Re: Freed From the Tyranny of Math::BigInt
by ysth (Canon) on Feb 20, 2005 at 14:46 UTC
    As merlyn points out, perl has string versions of the bitwise operators. permits becomes slightly different, since you need to test for non-null bytes:
    sub permits { my ($self, $mask) = @_; return (($self->{perms} & $mask) =~ y/\0//c); }
    To retain the feature of having permits return not just a true or false value, but a usable bitmask of those permissions that were satisfied (untested):
    sub permits { my ($self, $mask) = @_; $mask &= $self->{perms}; return ($mask =~ y/\0//c ? $mask : ""); }
Re: Freed From the Tyranny of Math::BigInt
by dragonchild (Archbishop) on Feb 20, 2005 at 23:54 UTC
    This common method was chosen because it's faster than doing a hash lookup or a method call to determine if something is allowed.

    This thread should be retitled Why you shouldn't optimize prematurely. Did anyone ever look to see how much faster bitwise operations are over a hash lookup? And, frankly, you're doing a method call every time to call your permits() function. (A function is a method and the only overhead a method has is on the first you call it after @ISA is modified.)

    If you had started with a hash or array, you would have scaled just fine.
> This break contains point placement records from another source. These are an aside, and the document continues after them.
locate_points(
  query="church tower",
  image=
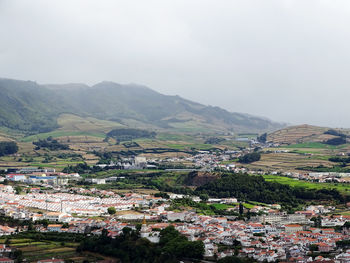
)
(144, 230)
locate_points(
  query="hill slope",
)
(34, 108)
(302, 134)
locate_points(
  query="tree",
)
(7, 148)
(250, 157)
(111, 210)
(241, 209)
(204, 197)
(18, 189)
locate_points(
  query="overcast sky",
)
(286, 60)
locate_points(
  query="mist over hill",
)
(33, 108)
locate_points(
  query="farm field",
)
(38, 250)
(343, 188)
(289, 161)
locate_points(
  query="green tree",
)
(204, 197)
(111, 210)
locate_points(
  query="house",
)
(53, 260)
(293, 228)
(54, 228)
(54, 216)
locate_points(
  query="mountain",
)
(34, 108)
(305, 134)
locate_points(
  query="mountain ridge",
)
(34, 108)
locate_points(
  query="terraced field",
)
(343, 188)
(300, 134)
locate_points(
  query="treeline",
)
(7, 148)
(129, 247)
(335, 133)
(250, 157)
(128, 134)
(214, 140)
(336, 141)
(322, 168)
(51, 144)
(255, 188)
(337, 159)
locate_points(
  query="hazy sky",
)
(286, 60)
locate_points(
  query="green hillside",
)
(34, 108)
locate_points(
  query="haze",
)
(286, 60)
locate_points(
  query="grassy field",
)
(313, 145)
(344, 188)
(38, 250)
And, had you used vec (which is the Perlish way to do bitmasks, as merlyn pointed out), you would have scaled infinitely and had the speed benefits of bitmasking.

    I'm not chastising you; I'm attempting to make sure others don't fall into the same trap you did.

    Being right, does not endow the right to be rude; politeness costs nothing.
    Being unknowing, is not the same as being stupid.
    Expressing a contrary opinion, whether to the individual or the group, is more often a sign of deeper thought than of cantankerous belligerence.
    Do not mistake your goals as the only goals; your opinion as the only opinion; your confidence as correctness. Saying you know better is not the same as explaining you know better.

      I really don't know what was tried initially, as this stuff was written long, long before I started working on it.

      [id://merlyn]++'s suggestion is clearly much better than my idea (who knew you could do bitops on strings?! Not me. :) ). Oh, well. At least I got to mess around with overloading.

Re: Freed From the Tyranny of Math::BigInt
by Anonymous Monk on Feb 21, 2005 at 12:11 UTC
    But all of our permissions could be represented as giant integers exactly 128 bits wide. The only operations they need to do are bitwise-AND and bitwise-OR, both of which are simple.
    Did you ever consider using vec?